An obvious deficiency of Chong's article, and one that is readily acknowledged by the authors, is a lack of pathologic analysis. Figure 4, which is reproduced from a textbook, shows the histopathologic features ascribed to an AIDS-associated myelopathy. Although predominant lateral and posterior column involvement is seen in that figure, one cannot help but be struck by the fact that in the MR images presented by Chong, a similar anatomic imaging distribution is not seen. MR spatial and contrast resolution for detecting such a pattern of white matter tract abnormalities is widely available and it is known from previously published articles that selective spinal cord tract disease can be seen in a variety of abnormalities. The authors offer no explanation for this apparent lack of tract involvement on their MR images, but a reasonable guess would be that such nonselectivity speaks more for an HIV myelitis than for a vacuolar myelopathy (VM).

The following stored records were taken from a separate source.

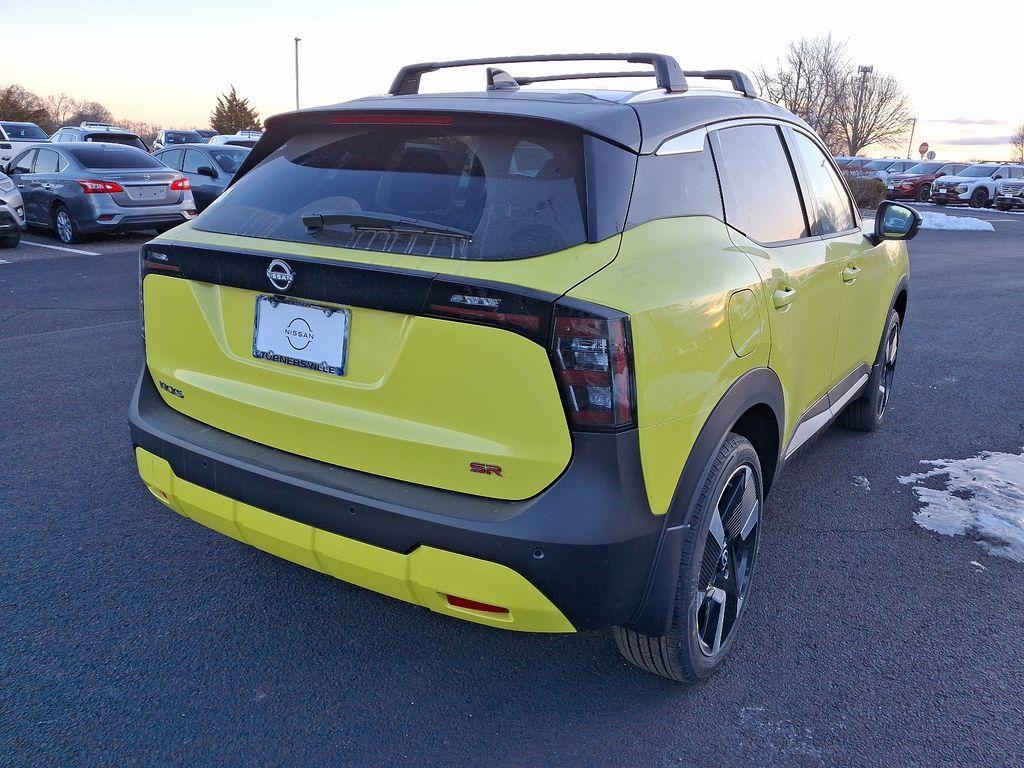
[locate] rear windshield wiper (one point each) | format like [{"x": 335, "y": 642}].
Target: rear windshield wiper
[{"x": 372, "y": 220}]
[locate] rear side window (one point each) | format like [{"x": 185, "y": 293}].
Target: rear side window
[
  {"x": 682, "y": 184},
  {"x": 507, "y": 189},
  {"x": 113, "y": 157},
  {"x": 827, "y": 205},
  {"x": 760, "y": 192}
]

VM is frequently the clinical diagnosis suggested when a patient with AIDS presents with a myelopathy. In this situation, the predominate pathologic feature is vacuolation of myelin sheaths. In VM, there is an absence of demyelination and inflammation and, because of this, it is unlikely that VM is a direct viral effect. An HIV myelitis, therefore, is best considered an entity distinct from a VM. The possible cause of an AIDS-associated myelopathy becomes even more complex when one recognizes the existence of another condition termed tract pallor (TP), which is frequently seen in association with a sensory neuropathy. Here neither demyelination nor vacuolation of white matter is present; but rather, there is simply a decrease or loss of myelin staining when specimens are analyzed by histologic methods. The sensitivity of MR imaging of various degrees of pathologically proved TP is not known. Other etiologic factors to consider when encountering a patient with AIDS-associated myelopathy could be an, as of yet, undetermined metabolic abnormality (either direct or indirect) leading to this myelopathic condition and the associated MR findings.
Important questions left unanswered by Chong et al, which may be fertile ground for future investigation, include: 1) do MR abnormalities correlate more strongly with the length of time the patient has been myelopathic or do they correlate more strongly with the severity of the myelopathy itself?; 2) can a longitudinal study of these patients show stability or worsening of the MR findings?; 3) can selective white matter tract involvement be seen on MR images early in the patient's myelopathic state?; and 4) can magnetization transfer ratios (MTRs) be applied to normal-appearing cord tissue to show decreased MTRs in affected spinal cords? Although these and other issues are left unresolved by Chong's investigation, the article can serve as a springboard for important studies. Future studies could investigate the effect of newer treatment protocols for the imaging of patients with AIDS-associated myelopathy and the precise distribution of signal abnormalities in the cord in both the early and late stages of this complex disease.